Chemistry Graduate Student Ira Martyniak describes her research and answers 20 random questions as part of the Graduate Student Spotlight series.

Originally from Ukraine, Ira Martyniak has studied and conducted research in France, Switzerland, and the United Kingdom, and has been at MIT since 2023. She credits a lifelong attraction to minerals and gemstones (and a childhood dream of becoming a jeweler!) with influencing her decision to combine her passion for mathematics and hard sciences with chemical crystallography. As Ira got older, she learned the many ways the crystals she grew could become functional materials capable of making a world of difference to society.

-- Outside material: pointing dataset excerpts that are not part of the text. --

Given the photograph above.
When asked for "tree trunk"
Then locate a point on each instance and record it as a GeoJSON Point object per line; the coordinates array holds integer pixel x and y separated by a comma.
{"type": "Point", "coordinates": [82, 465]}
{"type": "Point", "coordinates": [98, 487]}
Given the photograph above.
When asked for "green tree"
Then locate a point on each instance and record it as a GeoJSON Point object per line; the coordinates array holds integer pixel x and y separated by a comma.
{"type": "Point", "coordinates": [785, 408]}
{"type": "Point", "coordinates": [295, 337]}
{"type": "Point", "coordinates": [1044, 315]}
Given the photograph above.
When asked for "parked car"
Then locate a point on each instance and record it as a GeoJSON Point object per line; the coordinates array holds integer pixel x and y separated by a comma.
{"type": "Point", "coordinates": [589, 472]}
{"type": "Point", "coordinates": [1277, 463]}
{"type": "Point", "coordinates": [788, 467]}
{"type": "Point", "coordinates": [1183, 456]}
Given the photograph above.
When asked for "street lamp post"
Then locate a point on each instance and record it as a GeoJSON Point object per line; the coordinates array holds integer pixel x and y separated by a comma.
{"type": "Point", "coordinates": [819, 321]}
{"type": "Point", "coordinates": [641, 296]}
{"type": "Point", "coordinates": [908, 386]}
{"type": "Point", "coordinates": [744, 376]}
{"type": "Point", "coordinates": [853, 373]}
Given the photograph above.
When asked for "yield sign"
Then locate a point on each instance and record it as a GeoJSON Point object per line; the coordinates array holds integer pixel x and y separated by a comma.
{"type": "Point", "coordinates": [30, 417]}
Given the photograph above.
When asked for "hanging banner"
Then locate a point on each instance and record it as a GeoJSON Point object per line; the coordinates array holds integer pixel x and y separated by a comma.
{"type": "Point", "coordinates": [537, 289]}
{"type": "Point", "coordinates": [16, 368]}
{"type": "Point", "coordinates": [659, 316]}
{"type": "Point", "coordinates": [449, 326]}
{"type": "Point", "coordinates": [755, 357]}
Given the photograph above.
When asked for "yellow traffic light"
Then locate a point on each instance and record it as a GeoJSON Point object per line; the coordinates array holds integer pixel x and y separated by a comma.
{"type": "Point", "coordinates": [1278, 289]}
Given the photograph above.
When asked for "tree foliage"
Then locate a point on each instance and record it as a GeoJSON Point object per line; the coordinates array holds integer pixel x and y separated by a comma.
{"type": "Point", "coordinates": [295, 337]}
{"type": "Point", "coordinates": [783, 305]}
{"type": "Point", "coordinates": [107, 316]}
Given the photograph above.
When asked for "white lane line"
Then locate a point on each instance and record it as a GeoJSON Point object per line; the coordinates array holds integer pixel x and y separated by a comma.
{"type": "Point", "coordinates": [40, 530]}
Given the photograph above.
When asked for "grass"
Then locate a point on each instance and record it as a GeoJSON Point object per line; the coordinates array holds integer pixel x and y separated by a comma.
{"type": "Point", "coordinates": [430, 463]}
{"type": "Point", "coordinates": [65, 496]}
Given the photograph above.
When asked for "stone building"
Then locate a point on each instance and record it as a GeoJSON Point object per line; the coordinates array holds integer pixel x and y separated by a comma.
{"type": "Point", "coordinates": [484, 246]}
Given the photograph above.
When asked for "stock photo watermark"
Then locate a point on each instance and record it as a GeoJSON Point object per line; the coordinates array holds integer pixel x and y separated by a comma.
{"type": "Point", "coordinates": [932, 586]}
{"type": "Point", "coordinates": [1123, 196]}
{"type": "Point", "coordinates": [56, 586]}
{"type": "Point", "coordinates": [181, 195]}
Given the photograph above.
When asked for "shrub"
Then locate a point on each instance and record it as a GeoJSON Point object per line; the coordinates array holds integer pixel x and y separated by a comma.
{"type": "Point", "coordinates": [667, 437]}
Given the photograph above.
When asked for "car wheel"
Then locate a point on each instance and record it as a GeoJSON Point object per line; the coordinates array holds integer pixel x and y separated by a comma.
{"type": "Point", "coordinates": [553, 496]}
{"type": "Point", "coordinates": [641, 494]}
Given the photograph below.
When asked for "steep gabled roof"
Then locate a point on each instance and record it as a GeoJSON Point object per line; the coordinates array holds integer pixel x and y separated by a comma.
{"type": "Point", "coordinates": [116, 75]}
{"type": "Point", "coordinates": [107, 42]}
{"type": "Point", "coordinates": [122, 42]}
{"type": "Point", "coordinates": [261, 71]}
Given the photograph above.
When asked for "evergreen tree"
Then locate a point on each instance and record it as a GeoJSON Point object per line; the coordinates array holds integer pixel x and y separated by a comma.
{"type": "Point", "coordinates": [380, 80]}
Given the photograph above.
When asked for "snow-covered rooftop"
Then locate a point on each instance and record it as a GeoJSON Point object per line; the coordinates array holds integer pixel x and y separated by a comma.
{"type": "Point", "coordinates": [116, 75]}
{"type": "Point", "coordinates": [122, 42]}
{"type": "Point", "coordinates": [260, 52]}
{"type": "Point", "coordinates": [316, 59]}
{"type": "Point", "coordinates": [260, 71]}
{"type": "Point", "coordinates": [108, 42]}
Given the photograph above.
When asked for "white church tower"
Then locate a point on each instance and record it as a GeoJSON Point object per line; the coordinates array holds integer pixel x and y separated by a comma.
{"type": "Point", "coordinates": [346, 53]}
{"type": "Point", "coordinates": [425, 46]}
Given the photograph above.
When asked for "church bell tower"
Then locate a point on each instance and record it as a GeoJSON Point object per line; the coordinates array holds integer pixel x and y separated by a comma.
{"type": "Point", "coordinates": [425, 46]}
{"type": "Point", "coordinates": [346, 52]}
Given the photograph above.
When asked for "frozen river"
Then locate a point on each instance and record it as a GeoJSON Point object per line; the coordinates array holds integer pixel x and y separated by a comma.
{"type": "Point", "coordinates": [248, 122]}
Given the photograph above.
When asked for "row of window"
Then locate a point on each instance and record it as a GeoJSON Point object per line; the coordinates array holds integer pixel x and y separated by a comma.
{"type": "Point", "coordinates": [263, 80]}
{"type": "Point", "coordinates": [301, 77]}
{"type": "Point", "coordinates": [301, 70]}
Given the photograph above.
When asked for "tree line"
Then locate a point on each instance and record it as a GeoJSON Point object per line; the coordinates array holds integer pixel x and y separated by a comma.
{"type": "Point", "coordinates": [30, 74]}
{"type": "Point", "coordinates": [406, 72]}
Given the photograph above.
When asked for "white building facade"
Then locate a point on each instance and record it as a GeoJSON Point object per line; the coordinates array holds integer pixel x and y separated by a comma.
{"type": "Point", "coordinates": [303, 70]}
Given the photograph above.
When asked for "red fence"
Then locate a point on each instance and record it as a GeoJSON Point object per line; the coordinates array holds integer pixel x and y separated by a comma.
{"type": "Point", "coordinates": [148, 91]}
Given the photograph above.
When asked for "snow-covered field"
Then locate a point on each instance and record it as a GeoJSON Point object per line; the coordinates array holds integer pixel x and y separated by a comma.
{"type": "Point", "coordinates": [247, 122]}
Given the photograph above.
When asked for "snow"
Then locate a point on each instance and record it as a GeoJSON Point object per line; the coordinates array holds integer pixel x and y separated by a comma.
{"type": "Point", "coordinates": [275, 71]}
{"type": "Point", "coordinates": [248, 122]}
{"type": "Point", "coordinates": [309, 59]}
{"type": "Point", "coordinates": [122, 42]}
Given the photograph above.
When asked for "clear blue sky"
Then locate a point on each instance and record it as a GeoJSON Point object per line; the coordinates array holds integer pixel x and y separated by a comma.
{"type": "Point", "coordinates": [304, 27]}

At the age of 16, Ira enrolled at the University of Lviv in Ukraine. From there, she pursued studies in Materials Chemistry at the École Normale Supérieure and Sorbonne University in France, the École Polytechnique Fédérale de Lausanne (EPFL) in Switzerland, and the University of Cambridge in the United Kingdom. She brought all this scientific and multicultural experience to MIT, where, within Professor Danna Freedman‘s lab, she conducts research into rare-earth-element-free magnetism and crystallography method development.

“Within my doctoral research, I synthesize new solid-state compounds by mimicking what planets do to create minerals – I make elements react under conditions of extreme pressure and temperature. I use this planetary-mimetic synthetic strategy to overcome the relativity-induced chemical inertness of the main-group sixth-row elements and access new magnetic and superconducting matter that is rare-earth-element-free,” said Ira. “I use a variety of high-pressure synthetic techniques to prepare new metastable intermetallic phases and later characterize them with an array of diffraction, microscopy, spectroscopic, and computational techniques. To me, nothing compares to the excitement of being the first person to create a chemical bond between two elements that were never seen to chemically contact before, and being the one who gets to explore what that piece of new matter harbors.”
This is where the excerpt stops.